Since the 2014-15 season, Boston Bruins goaltender Tuukka Rask has played in more games than any other goalie besides Washington Capitals goalie Braden Holtby. He’s been the man in Boston and has consistently been their best player for over four seasons. Rask had offseason surgery to repair his groin in May, so it was concerning for Bruins fans when, in mid-November, he was pulled in favor of backup Anton Khudobin after posting three consecutive losses.
It was the culmination of a very poor start to the 2017-18 season for the 30-year-old Finnish netminder. After his first 12 starts this season, Rask put up a 3-7-2 record, a 2.83 GAA and a .897 save percentage. This awful goal Rask let in against the Colorado Avalanche in the second game of the season just about sums up his start.
Khudobin didn’t waste his chance at the starting job — winning four games in a row and posting a 1.75 GAA and a .945 save percentage. Despite Khudobin’s solid play, Rask was placed back into the starting role after four games on the bench. It’s clear that by benching Rask in the first place, head coach Bruce Cassidy was sending him a message.

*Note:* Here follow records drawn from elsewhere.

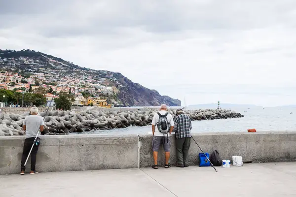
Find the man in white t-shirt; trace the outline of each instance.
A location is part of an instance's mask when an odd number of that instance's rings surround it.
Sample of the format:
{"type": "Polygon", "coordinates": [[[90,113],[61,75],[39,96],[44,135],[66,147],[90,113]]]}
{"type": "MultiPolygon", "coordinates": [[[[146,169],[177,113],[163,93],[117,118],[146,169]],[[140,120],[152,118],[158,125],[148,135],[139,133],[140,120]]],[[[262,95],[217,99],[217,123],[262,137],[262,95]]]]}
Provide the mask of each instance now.
{"type": "Polygon", "coordinates": [[[164,134],[163,133],[159,131],[158,130],[155,131],[155,125],[158,122],[159,115],[157,113],[155,113],[153,117],[152,120],[152,133],[153,134],[153,139],[152,140],[152,148],[153,150],[153,158],[154,161],[154,164],[152,166],[154,169],[157,169],[157,155],[158,149],[161,144],[163,145],[165,156],[165,165],[164,167],[166,168],[170,167],[169,164],[169,160],[170,159],[170,148],[171,147],[171,140],[170,140],[170,135],[174,129],[174,120],[173,116],[167,111],[167,106],[164,104],[160,105],[159,111],[158,112],[161,115],[164,116],[167,113],[166,118],[167,122],[170,125],[170,130],[167,134],[164,134]]]}

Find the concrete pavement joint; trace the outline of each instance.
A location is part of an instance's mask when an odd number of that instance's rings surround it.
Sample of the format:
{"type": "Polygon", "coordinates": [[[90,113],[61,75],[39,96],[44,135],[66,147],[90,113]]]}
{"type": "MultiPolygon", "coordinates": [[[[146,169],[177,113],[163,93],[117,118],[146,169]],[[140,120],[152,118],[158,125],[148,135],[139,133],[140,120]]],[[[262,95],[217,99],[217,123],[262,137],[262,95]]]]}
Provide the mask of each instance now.
{"type": "Polygon", "coordinates": [[[158,184],[160,185],[161,186],[162,186],[164,188],[165,188],[166,190],[167,190],[168,191],[170,192],[172,194],[173,194],[174,196],[178,197],[178,196],[177,196],[176,195],[175,195],[175,194],[174,194],[173,193],[173,192],[172,192],[171,190],[169,190],[168,188],[167,188],[166,187],[165,187],[163,185],[162,185],[161,183],[159,183],[158,181],[156,181],[155,179],[154,179],[153,177],[152,177],[151,176],[150,176],[149,174],[147,174],[146,172],[145,172],[143,170],[142,170],[141,168],[139,168],[140,169],[140,170],[141,171],[142,171],[142,172],[143,172],[144,173],[145,173],[146,175],[147,175],[147,176],[148,176],[148,177],[149,177],[150,178],[151,178],[151,179],[152,179],[153,180],[154,180],[154,181],[155,181],[156,183],[157,183],[158,184]]]}

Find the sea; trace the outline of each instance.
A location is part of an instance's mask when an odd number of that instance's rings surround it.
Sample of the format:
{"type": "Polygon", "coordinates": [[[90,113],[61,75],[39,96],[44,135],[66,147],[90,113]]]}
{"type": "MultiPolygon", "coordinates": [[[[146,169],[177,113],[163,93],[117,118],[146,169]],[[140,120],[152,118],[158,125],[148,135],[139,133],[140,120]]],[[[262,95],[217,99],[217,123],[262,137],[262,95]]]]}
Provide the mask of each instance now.
{"type": "MultiPolygon", "coordinates": [[[[199,109],[187,107],[188,109],[199,109]]],[[[296,131],[296,107],[261,107],[250,108],[237,107],[231,109],[245,117],[219,120],[193,121],[191,132],[242,132],[255,129],[260,131],[296,131]]],[[[83,132],[81,134],[150,134],[151,125],[144,127],[129,127],[111,130],[97,130],[83,132]]]]}

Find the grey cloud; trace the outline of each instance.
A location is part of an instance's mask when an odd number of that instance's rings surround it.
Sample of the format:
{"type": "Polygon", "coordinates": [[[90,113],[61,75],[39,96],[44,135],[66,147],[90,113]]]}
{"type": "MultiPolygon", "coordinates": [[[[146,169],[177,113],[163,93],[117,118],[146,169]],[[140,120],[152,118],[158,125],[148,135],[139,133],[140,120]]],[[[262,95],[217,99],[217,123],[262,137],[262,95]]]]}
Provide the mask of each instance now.
{"type": "Polygon", "coordinates": [[[5,27],[15,25],[17,20],[11,18],[18,16],[19,22],[49,37],[118,33],[116,30],[121,27],[160,33],[262,28],[294,21],[289,19],[296,5],[293,0],[280,4],[276,0],[1,1],[5,27]],[[20,16],[32,13],[37,16],[24,20],[20,16]]]}

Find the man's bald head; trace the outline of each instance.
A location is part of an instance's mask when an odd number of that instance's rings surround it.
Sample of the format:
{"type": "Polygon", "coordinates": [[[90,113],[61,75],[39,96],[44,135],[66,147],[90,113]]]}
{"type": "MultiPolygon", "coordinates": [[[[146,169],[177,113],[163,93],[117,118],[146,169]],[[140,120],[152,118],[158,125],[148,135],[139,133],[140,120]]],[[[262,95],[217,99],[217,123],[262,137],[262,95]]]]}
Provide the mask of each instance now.
{"type": "Polygon", "coordinates": [[[167,106],[165,104],[162,104],[160,105],[160,107],[159,107],[159,110],[166,110],[167,106]]]}

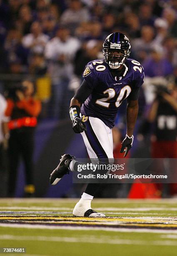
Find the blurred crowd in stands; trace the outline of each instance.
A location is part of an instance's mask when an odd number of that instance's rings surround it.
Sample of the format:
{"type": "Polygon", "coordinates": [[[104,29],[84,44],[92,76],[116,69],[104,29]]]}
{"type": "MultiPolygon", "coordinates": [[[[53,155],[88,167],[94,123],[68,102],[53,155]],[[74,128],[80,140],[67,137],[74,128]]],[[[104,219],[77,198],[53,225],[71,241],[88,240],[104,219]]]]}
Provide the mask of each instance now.
{"type": "Polygon", "coordinates": [[[176,0],[1,0],[0,92],[30,78],[41,118],[65,118],[85,66],[103,58],[103,41],[116,31],[129,38],[146,77],[176,81],[176,0]]]}
{"type": "MultiPolygon", "coordinates": [[[[147,157],[145,127],[159,114],[152,118],[152,106],[156,104],[157,110],[163,98],[176,123],[177,0],[0,0],[0,92],[7,97],[17,83],[31,81],[42,102],[40,119],[68,118],[85,65],[103,59],[103,41],[115,31],[129,38],[130,58],[144,68],[139,117],[145,122],[137,131],[137,154],[147,157]],[[167,94],[171,98],[167,100],[167,94]]],[[[123,104],[117,117],[120,129],[125,108],[123,104]]],[[[172,139],[166,131],[164,140],[175,141],[177,154],[176,129],[173,126],[172,139]]]]}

Khudobin was never truly being considered to take over. Rask lost his first game back, allowing three goals in the process. However, Cassidy still put him on the ice for the Bruins next game and Rask got the W, but still allowed two goals on only 21 shots — good for a .905 save percentage. He remained in net. Cassidy had faith in his established goaltender.
December rolled around and something finally clicked for Rask. Since the start of December, he’s been responsible for an 11-game point streak (10-0-1). Through those 11 games he’s got a 1.18 GAA and a .957 save percentage to go along with two shutouts. Rask’s stellar play earned him NHL First Star of the Month for December.
After his shaky start, the Bruins netminder’s put himself in contention for the Vezina Trophy, an honor he received at the end of the 2013-14 season. Rask’s currently second in GAA and fourth in save percentage among goaltenders who’ve played a minimum of 20 games this season.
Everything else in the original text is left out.